Magritte, el pintor paradójico

Trampas para la mente

Magritte ha puesto en crisis uno de los principios básicos de la pintura occidental: la equivalencia entre el hecho de la semejanza y la afirmación de un ligamen representativo.

Intentando lo imposible, René Magritte

A partir de la aparición de la fotografía, la pintura no ha parado de cuestionarse a sí misma, de someterse a indagaciones esenciales. Desde que se libró de la obligación de representar, de registrar, de su fidelidad a la realidad, al objeto, sufrió una transformación radical: se constituyó ella misma en objeto, en cosa, en tema. Un tema para sí misma, casi un rulo solipsista, pero un solipsismo que contiene todo el sentido humano que genera la práctica del arte.

El siglo XX fue un vasto escenario de operatorias disímiles, a veces contradictorias en estos cuestionamientos.

El caso de René Magritte es paradigmático: uno estaría tentado a decir (o a pensar) que es un pintor que pinta con el pensamiento. Un pintor que creía en “la importancia del misterio evocado de hecho por lo visible y lo invisible, y que puede ser evocado en teoría por el pensamiento que une las cosas en el orden que evoca el misterio”.1

En su ensayo dedicado a René Magritte titulado Esto no es una pipa, publicado en español por editorial Anagrama, Foucault transita estos asuntos y revela que Magritte ha puesto en crisis uno de los principios básicos de la pintura occidental: la equivalencia entre el hecho de la semejanza y la afirmación de un ligamen representativo. En los cuadros de Magritte no se representa, no se afirma nada: el “juego infinito de las semejanzas” se repliega incesantemente sobre sí mismo, sin reenviar a ningún original. No es extraño que justamente el autor de Las palabras y las cosas se interesara de esta forma por la obra de Magritte, en la que justamente hay un juego desplegado entre palabras e imágenes.

Magritte muestra y nombra, y cuando nombra dice que lo que muestra no es lo que uno piensa que es, o no representa lo que uno cree ver, muchos cuadros de Magritte son paradojas, objetos en tensión, en contradicción. Incorpora la palabra en la tela, una palabra dibujada con claridad y precisión, una palabra pintada para desdecir lo que fue pintado arriba (en el caso de la pipa).

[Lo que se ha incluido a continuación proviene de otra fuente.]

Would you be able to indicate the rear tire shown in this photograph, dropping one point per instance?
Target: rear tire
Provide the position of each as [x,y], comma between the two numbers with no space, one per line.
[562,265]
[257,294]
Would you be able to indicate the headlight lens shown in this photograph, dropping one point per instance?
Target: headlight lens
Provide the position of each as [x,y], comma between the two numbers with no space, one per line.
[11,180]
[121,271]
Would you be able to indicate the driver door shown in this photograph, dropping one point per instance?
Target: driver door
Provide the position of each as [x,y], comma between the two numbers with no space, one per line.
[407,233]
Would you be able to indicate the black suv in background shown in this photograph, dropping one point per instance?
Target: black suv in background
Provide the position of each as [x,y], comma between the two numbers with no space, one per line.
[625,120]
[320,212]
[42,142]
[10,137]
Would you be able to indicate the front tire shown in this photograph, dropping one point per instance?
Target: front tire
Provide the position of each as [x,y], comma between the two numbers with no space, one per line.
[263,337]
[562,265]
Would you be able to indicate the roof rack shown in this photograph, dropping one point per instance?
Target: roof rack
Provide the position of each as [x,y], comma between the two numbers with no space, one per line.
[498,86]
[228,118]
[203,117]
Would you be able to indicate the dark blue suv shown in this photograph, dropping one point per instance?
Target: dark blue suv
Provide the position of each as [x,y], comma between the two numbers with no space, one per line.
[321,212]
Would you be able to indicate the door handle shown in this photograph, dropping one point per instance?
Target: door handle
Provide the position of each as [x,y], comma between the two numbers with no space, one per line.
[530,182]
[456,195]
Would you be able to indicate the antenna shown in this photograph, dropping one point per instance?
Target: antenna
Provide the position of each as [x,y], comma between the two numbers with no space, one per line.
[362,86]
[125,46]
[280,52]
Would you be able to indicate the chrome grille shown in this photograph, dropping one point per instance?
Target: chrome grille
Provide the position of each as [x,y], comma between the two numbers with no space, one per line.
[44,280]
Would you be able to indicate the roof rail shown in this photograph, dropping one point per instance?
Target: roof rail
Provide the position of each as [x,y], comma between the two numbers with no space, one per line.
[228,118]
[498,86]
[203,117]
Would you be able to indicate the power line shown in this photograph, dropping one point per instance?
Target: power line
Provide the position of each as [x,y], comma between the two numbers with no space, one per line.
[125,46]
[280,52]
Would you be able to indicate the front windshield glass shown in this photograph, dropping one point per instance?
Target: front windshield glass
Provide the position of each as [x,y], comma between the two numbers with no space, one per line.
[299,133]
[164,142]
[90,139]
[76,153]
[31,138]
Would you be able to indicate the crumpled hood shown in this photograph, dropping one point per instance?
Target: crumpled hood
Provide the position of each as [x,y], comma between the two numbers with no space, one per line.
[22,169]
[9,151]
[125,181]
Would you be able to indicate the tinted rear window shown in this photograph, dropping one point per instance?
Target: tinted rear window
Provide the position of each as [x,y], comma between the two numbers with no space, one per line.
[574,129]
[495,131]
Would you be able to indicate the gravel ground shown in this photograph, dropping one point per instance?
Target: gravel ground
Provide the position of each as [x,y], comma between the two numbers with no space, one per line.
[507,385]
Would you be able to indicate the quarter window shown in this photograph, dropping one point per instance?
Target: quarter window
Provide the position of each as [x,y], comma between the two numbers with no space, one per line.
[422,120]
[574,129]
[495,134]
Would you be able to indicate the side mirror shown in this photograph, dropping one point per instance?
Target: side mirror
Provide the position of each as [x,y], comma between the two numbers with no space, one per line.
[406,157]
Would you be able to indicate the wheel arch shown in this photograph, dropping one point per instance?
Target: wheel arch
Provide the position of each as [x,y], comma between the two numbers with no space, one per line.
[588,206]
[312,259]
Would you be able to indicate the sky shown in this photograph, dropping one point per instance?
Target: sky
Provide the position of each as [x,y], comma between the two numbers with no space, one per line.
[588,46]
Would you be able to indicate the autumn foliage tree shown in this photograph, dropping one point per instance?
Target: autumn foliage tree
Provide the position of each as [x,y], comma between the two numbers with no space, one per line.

Muchas veces establece juegos poéticos, invierte los términos, si hay una sirena, tendrá de pez la parte superior de su cuerpo y no la habitual, un barco puede estar hecho del mismo mar que navega, una piedra puede flotar en el cielo.

El caso de René Magritte es paradigmático: uno estaría tentado a decir (o a pensar) que es un pintor que pinta con el pensamiento. Un pintor que creía en “la importancia del misterio evocado de hecho por lo visible y lo invisible, y que puede ser evocado en teoría por el pensamiento que une las cosas en el orden que evoca el misterio”.

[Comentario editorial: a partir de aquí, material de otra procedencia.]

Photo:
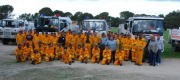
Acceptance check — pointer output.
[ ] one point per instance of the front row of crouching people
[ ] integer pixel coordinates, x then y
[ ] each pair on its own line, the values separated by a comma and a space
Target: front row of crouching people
112, 49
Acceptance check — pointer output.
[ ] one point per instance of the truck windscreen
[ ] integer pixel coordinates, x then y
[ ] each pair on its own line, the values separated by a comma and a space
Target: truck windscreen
94, 25
148, 26
48, 23
8, 23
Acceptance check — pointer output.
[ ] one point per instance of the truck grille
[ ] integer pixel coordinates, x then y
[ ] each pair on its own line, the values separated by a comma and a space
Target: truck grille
7, 33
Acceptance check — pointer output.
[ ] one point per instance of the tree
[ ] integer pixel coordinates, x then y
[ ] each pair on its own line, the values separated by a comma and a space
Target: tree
161, 15
68, 14
5, 11
34, 16
77, 16
172, 19
126, 14
47, 11
61, 13
26, 16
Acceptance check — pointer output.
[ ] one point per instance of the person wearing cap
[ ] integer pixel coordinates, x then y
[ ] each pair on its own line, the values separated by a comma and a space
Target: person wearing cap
160, 49
40, 49
68, 38
20, 38
19, 54
133, 48
54, 40
42, 36
95, 54
46, 40
127, 47
78, 51
153, 49
29, 38
84, 55
106, 56
104, 38
74, 40
88, 44
119, 57
49, 53
27, 50
112, 44
62, 39
71, 52
36, 57
36, 39
140, 50
95, 39
59, 51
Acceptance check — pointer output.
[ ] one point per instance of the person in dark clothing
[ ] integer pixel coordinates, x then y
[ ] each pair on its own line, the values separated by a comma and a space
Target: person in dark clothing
62, 39
146, 52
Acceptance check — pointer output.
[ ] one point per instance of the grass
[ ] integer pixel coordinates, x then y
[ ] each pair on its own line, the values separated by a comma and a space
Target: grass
168, 52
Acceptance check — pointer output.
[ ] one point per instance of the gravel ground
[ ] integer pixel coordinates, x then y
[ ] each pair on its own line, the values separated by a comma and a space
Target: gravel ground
56, 70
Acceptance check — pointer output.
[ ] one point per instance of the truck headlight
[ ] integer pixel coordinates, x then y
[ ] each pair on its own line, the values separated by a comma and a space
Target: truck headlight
1, 33
14, 33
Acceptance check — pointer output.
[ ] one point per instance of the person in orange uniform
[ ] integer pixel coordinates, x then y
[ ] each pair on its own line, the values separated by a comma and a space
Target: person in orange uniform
29, 38
84, 55
83, 38
27, 50
68, 38
119, 57
49, 53
106, 56
95, 54
78, 51
19, 54
36, 39
74, 40
40, 49
140, 50
36, 57
42, 36
71, 52
88, 44
54, 40
20, 38
46, 40
95, 39
59, 51
133, 49
127, 47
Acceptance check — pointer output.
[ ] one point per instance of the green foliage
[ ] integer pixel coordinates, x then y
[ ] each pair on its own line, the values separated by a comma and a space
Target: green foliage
61, 13
26, 16
168, 51
47, 11
5, 11
172, 20
126, 14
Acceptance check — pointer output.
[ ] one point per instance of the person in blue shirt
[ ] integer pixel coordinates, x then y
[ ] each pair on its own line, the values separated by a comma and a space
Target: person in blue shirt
112, 44
160, 48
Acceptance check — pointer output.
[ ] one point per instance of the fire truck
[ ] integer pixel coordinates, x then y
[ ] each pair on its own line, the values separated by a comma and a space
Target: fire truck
98, 25
145, 25
174, 38
9, 29
52, 23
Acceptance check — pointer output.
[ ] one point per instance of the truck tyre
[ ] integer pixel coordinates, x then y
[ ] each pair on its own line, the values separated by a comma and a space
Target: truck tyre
5, 41
175, 48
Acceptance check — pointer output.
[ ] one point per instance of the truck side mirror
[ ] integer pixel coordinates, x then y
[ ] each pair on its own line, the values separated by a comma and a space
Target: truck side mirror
125, 26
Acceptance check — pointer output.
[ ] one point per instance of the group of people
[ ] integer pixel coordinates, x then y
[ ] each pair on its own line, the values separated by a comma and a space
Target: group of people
84, 47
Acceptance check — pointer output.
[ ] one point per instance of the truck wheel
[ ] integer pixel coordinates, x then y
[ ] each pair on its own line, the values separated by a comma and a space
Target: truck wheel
5, 41
175, 48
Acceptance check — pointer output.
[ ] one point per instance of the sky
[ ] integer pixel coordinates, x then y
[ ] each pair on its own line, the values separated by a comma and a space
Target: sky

Pero veamos, o más bien leamos lo que el propio Magritte dice sobre esto: “Entre las palabras y los objetos se pueden crear nuevas relaciones y precisar algunas características del lenguaje y de los objetos generalmente ignoradas en la vida cotidiana”. “De vez en cuando el nombre de un objeto hace las veces de una imagen. Una palabra puede ocupar el lugar de un objeto en la realidad. Una imagen puede tomar el lugar de una palabra en una proposición”. “En un cuadro, las palabras poseen la misma sustancia que las imágenes. Vemos de otro modo las palabras y las imágenes en un cuadro”.2

Dice el poeta Wallace Stevens en Adagia, un volumen de aforismos aparecido póstumamente en 1957, que “En buena medida, los problemas de los poetas son los problemas de los pintores, y a menudo los poetas deben volverse hacia la literatura de los pintores para debatir sus propios problemas”. En el caso de Magritte puede invertirse la frase, o leerla entendiendo su condición reversible; es obvio que la conciencia del lenguaje permanente en su trabajo, el uso de la paradoja, de la metáfora, el juego trastocado de significaciones, lo acreditan como un poeta además de pintor. Y es un pintor paradójico que exige una participación intelectual del espectador, creador de cuadros no para ser mirados sino para pensar, hacedor de artefactos que inducen el conocimiento metafísico, muchas veces por medio del uso del misterio. Esto provoca un malentendido, una mala lectura que subraya la ambigüedad y enriquece la experiencia. Paradójico también por su flagrante contradicción entre su radical puesta en cuestión del concepto de representación, y la manera clásica, puntillosa, realista en que ponía esto en el lienzo.

Esta tensión entre técnica y enunciado acentúa su efecto. En este sentido es que resulta para Foucault un revolucionario reaccionario. Sus cuadros muchas veces parecen trampas para el ojo, pero son trampas para el ojo que manifiestan ser trampas para el ojo, lo que los desvincula de sus compromisos figurativos y los constituye en trampas para la mente. Y para no caer en la trampa hay que estar alerta, consciente, despierto, que es en definitiva lo que nos exige cualquier obra de Magritte, cualquier obra de arte. ®

Notas
1 Fragmento de una carta de Magritte dirigida a Michel Foucault el 23 de mayo de 1966.
2 Textos citados del Magritte de P. Waldberg. Ilustraban una serie de dibujos en el número 12 de la Révolution surréaliste.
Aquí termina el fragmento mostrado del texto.